Since once September rolls around and reading becomes a daily chore (but a character-builder, no doubt), I've decided to read one last ripping yarn, and I hear this Historian is good. Dracula not pathetically updated (also see here) for the MTV generation? I'm there.

Entertainment Weekly's review is a funny read for a couple reasons. First, they describe the book as "The Da Vinci Code for smart people" - I haven't read the Brown book, but thank you! Second, they love the book but decry the novel for its "slow parts." Excuse me? It's a book - it's all slow parts! I can imagine this reviewer thinking, "I love how this book has chapter stops just like a DVD, so I can fast forward to the action scenes."

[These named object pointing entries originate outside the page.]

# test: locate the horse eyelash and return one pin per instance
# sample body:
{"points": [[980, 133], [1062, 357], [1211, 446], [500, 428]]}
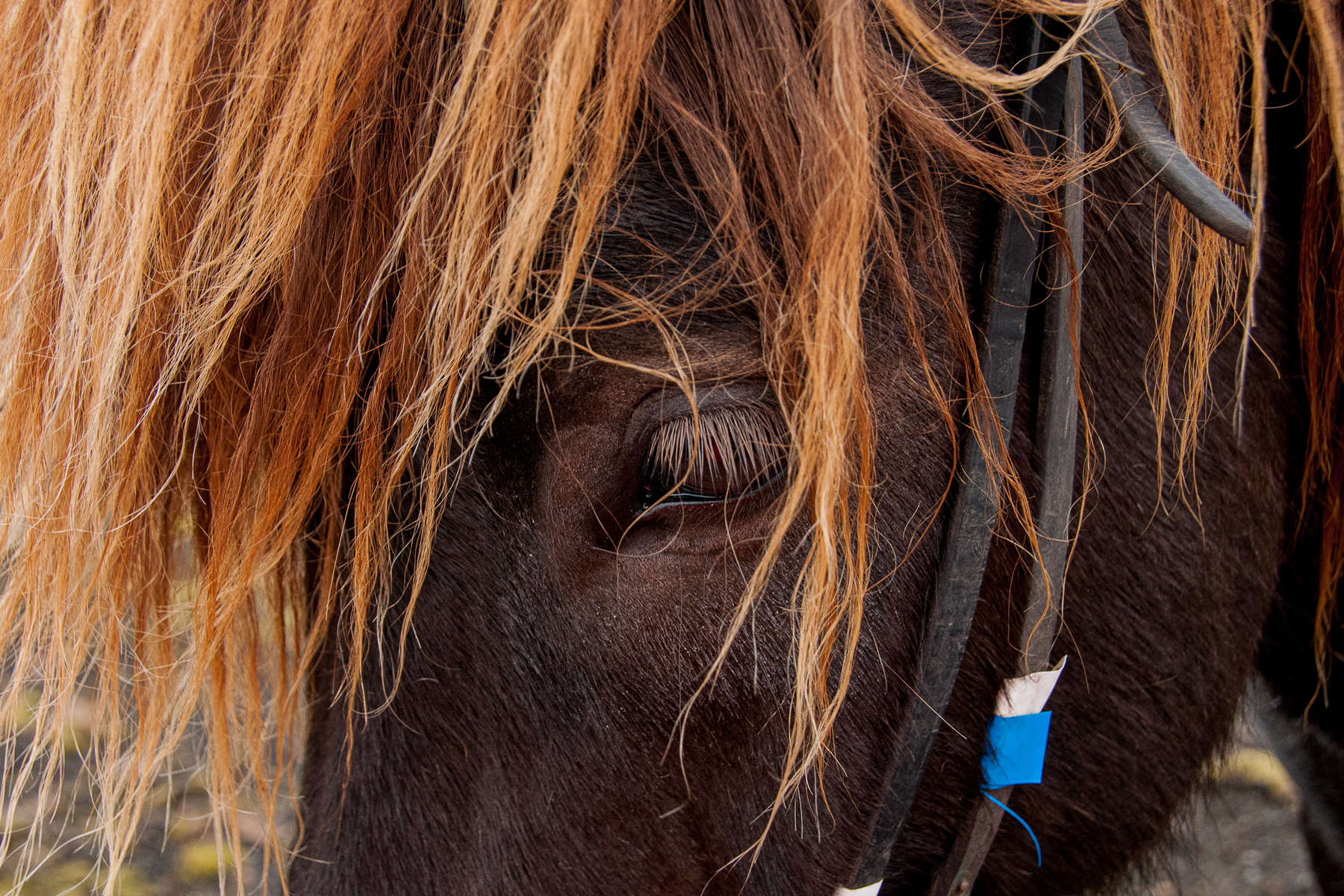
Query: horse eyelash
{"points": [[745, 444]]}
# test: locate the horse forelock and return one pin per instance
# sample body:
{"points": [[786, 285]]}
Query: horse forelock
{"points": [[270, 272]]}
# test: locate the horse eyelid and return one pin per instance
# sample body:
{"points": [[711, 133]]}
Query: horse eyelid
{"points": [[724, 454]]}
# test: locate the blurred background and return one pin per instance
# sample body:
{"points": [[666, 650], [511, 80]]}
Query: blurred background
{"points": [[1239, 836]]}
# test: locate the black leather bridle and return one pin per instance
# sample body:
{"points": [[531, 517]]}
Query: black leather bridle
{"points": [[1051, 113]]}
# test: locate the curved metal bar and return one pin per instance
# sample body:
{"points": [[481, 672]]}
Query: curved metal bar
{"points": [[1145, 131]]}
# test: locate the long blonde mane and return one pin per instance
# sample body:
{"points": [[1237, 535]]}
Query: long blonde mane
{"points": [[255, 257]]}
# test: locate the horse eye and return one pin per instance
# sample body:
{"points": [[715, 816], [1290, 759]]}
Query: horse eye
{"points": [[719, 455]]}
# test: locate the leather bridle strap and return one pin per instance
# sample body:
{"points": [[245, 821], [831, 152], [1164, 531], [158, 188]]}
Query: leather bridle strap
{"points": [[1057, 438], [1051, 105], [974, 505]]}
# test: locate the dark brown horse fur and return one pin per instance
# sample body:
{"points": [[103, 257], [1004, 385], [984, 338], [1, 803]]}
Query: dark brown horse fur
{"points": [[529, 746], [304, 301]]}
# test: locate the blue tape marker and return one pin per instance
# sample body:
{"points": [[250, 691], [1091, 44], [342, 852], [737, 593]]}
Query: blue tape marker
{"points": [[1021, 821], [1015, 750]]}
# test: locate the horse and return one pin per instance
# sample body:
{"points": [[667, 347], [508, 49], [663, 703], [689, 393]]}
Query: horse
{"points": [[529, 432]]}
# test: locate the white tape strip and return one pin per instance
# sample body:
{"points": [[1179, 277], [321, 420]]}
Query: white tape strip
{"points": [[867, 891], [1027, 695]]}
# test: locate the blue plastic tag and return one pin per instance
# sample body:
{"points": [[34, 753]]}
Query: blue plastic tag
{"points": [[1015, 750]]}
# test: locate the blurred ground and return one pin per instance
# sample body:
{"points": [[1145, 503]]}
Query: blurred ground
{"points": [[1241, 837]]}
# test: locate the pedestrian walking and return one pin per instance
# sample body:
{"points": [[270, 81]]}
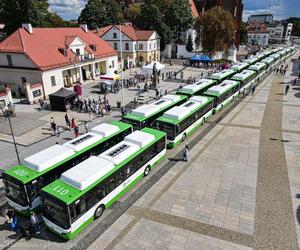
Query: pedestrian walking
{"points": [[186, 153], [86, 127], [68, 125], [287, 87], [35, 222]]}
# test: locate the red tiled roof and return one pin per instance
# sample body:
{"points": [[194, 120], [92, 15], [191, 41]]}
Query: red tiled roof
{"points": [[194, 9], [42, 45], [130, 31]]}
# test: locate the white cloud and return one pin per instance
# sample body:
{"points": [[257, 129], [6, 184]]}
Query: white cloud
{"points": [[67, 9]]}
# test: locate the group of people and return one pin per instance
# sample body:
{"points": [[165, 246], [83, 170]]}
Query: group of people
{"points": [[28, 230]]}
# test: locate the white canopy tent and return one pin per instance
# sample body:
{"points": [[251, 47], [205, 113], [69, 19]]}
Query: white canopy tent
{"points": [[147, 69]]}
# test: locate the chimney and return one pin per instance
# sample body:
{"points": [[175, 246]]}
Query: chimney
{"points": [[28, 27], [84, 27]]}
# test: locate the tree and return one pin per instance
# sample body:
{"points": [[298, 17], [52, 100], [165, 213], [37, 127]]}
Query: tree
{"points": [[189, 44], [132, 12], [216, 30], [99, 13], [244, 33], [13, 13]]}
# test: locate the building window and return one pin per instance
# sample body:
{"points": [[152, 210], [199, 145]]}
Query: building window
{"points": [[9, 60], [53, 81]]}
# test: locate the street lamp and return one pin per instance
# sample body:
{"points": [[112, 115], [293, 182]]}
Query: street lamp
{"points": [[121, 51], [7, 115]]}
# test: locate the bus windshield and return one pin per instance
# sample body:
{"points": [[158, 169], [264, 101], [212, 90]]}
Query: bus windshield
{"points": [[15, 191], [166, 127], [56, 212]]}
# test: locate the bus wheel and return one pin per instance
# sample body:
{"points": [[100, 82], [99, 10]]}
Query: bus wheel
{"points": [[147, 171], [183, 137], [99, 211]]}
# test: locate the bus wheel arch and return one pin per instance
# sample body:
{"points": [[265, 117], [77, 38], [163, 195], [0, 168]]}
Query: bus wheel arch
{"points": [[99, 211], [147, 170]]}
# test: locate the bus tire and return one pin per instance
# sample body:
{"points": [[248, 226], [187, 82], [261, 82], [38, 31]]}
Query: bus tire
{"points": [[99, 211], [147, 171]]}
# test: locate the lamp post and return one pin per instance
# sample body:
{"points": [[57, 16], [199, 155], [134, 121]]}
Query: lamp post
{"points": [[121, 51], [13, 136]]}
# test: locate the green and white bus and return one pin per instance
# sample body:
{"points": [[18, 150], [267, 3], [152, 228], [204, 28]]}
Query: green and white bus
{"points": [[239, 67], [145, 115], [83, 192], [223, 94], [223, 75], [270, 61], [246, 78], [260, 68], [251, 60], [181, 121], [24, 182], [196, 88]]}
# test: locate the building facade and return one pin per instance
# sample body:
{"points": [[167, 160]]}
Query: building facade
{"points": [[36, 62], [261, 18], [235, 7], [138, 46]]}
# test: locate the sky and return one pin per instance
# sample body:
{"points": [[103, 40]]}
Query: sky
{"points": [[281, 9]]}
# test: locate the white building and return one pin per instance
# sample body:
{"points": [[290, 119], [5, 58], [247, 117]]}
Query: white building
{"points": [[260, 38], [138, 46], [40, 61]]}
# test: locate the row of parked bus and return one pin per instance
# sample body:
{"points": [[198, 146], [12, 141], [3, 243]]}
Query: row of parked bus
{"points": [[73, 183]]}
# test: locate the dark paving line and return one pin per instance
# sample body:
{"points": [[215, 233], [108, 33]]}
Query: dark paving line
{"points": [[239, 125], [193, 226], [274, 226]]}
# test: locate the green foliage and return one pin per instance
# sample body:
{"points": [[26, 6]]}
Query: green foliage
{"points": [[244, 33], [99, 13], [189, 44], [132, 12], [216, 29], [15, 12]]}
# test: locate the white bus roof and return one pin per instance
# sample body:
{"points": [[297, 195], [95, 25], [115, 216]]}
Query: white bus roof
{"points": [[268, 60], [201, 99], [243, 75], [120, 152], [140, 138], [145, 110], [257, 66], [251, 60], [179, 112], [87, 172], [239, 66], [83, 141], [105, 129], [223, 87], [222, 74], [48, 157]]}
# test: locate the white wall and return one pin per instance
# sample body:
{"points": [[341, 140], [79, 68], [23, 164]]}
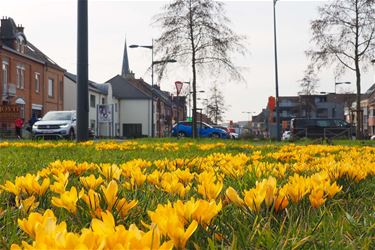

The book's subject matter coincides nicely with preliminary writing I'm doing for this year's Law Revue. Without giving anything away regarding a certain (hilarious!) sketch, let's just say I'm exploring the interplay between history's most reviled bloodsuckers and... vampires. Har.

So after the Drac book, I'll return to the book I purchased immediately before starting law school, Dickens' Bleak House, because I saw that it was about lawyers. (I also saw its interminable length, explaining why I'm still reading it.) Speaking of Chuck, the new English version of the Oliver Twist trailer is up.

As for iPod epitaphs, I know if it were a tombstone, things would be easy:

"Here lies David St. Hubbins, and why not?"
"You feel that sums up your life?"
"No, it's the first thing I could think of. It doesn't sum up anything really."